Gehrman: As a psychologist I cannot prescribe drugs so this was never an option. Plus, I have been trained in behavioral treatment since very early in my professional development so this has always been my main focus.
Berg: Although I always recommended behavioral therapies as well, I often do resort to medications for the reasons listed above.
Rego: Educate consumers about the impressive, research-backed benefits of cognitive behavioral therapy (CBT), not just for insomnia, but also for anxiety, depression, and a host of other psychological disorders, by publishing articles about it and discussing it in reputable mainstream media outlets like this one, increase training in CBT by adding courses into graduate programs for mental health workers and by offering workshops and supervision in CBT to those already in the field, and increase access to CBT by modifying the ways in which the treatment can be delivered — such as through websites and apps — while being sure to study these modified versions so we can verify that they are equally effective as the original treatment.
Berg: The biggest things that need to be done to make behavioral therapy more accepted and available is early diagnosis as well as increasing access. Often we see students in the office who have been struggling for 2 or 3 years before there brought to medical attention.
Gehrman: Patients and providers need to be educated about this treatment option. There also needs to be larger efforts to train providers to deliver this treatment.
Doghramji: In the long run, we need a greater number of trained CBT-I therapists who can provide treatment at an affordable cost to a wide variety of patients. Providing training to paraprofessional staff in clinical settings is important. Other practical measures include the recent development of group treatment strategies, therapies involving a diminished number of sessions, and utilization of online resources. The emergence of telemedicine has also begun to make CBT-I a more readily available treatment resource.

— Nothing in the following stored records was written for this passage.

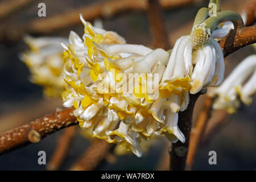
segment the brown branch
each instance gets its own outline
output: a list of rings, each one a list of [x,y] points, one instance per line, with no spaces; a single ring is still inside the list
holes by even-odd
[[[46,166],[47,170],[57,170],[65,159],[70,144],[75,134],[76,126],[64,129],[64,133],[58,140],[57,146],[53,154]]]
[[[207,124],[209,119],[210,118],[213,102],[213,98],[207,96],[204,102],[203,109],[196,121],[196,126],[191,130],[189,141],[190,144],[188,147],[187,159],[187,164],[189,170],[192,169],[198,146],[204,135]]]
[[[190,94],[190,101],[187,110],[179,113],[178,126],[185,136],[186,141],[183,143],[180,141],[172,143],[169,151],[170,156],[170,170],[183,171],[186,167],[187,155],[189,144],[189,136],[191,130],[193,110],[195,104],[201,94]]]
[[[0,19],[23,8],[34,0],[5,0],[0,2]]]
[[[170,48],[164,26],[164,15],[158,0],[149,0],[147,15],[152,35],[152,46],[168,50]]]
[[[202,144],[209,141],[214,134],[228,122],[228,120],[226,119],[229,116],[229,114],[226,113],[226,110],[214,111],[217,112],[215,114],[217,117],[211,118],[209,122],[209,124],[206,127],[205,132],[203,137]]]
[[[249,1],[242,9],[240,14],[244,13],[246,14],[245,26],[253,25],[256,21],[256,0]]]
[[[0,134],[0,155],[31,143],[64,127],[77,125],[73,108],[56,111],[44,117]]]
[[[232,29],[229,33],[220,41],[223,49],[224,56],[249,44],[256,43],[256,25]]]
[[[106,155],[115,145],[105,140],[97,139],[86,149],[80,159],[71,167],[71,171],[95,169],[105,159]]]
[[[160,0],[160,3],[163,8],[170,9],[189,5],[194,1],[195,0]],[[2,32],[0,39],[18,40],[26,32],[48,35],[53,31],[80,24],[79,16],[80,13],[83,14],[85,20],[89,20],[99,17],[113,16],[131,10],[146,11],[147,5],[147,0],[110,0],[97,2],[79,9],[68,10],[47,18],[36,18],[25,24],[15,24],[4,27],[0,31]]]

Wiznitzer: Availability of well trained and knowledgeable therapists for this population, making sure that they are identified to healthcare providers, educators, day care providers, and families (so they can be accessed), make sure that cost is not an impediment, educate parents that behavioral therapies are proven treatments when appropriately implemented (i.e., be an informed consumer) and utilize technologies, such as videoconferencing and the Internet, as vehicles for parent education and therapist access.
Armstrong: More comprehensive and better health insurance for mental health; more providers with training and expertise to provide evidence-based interventions.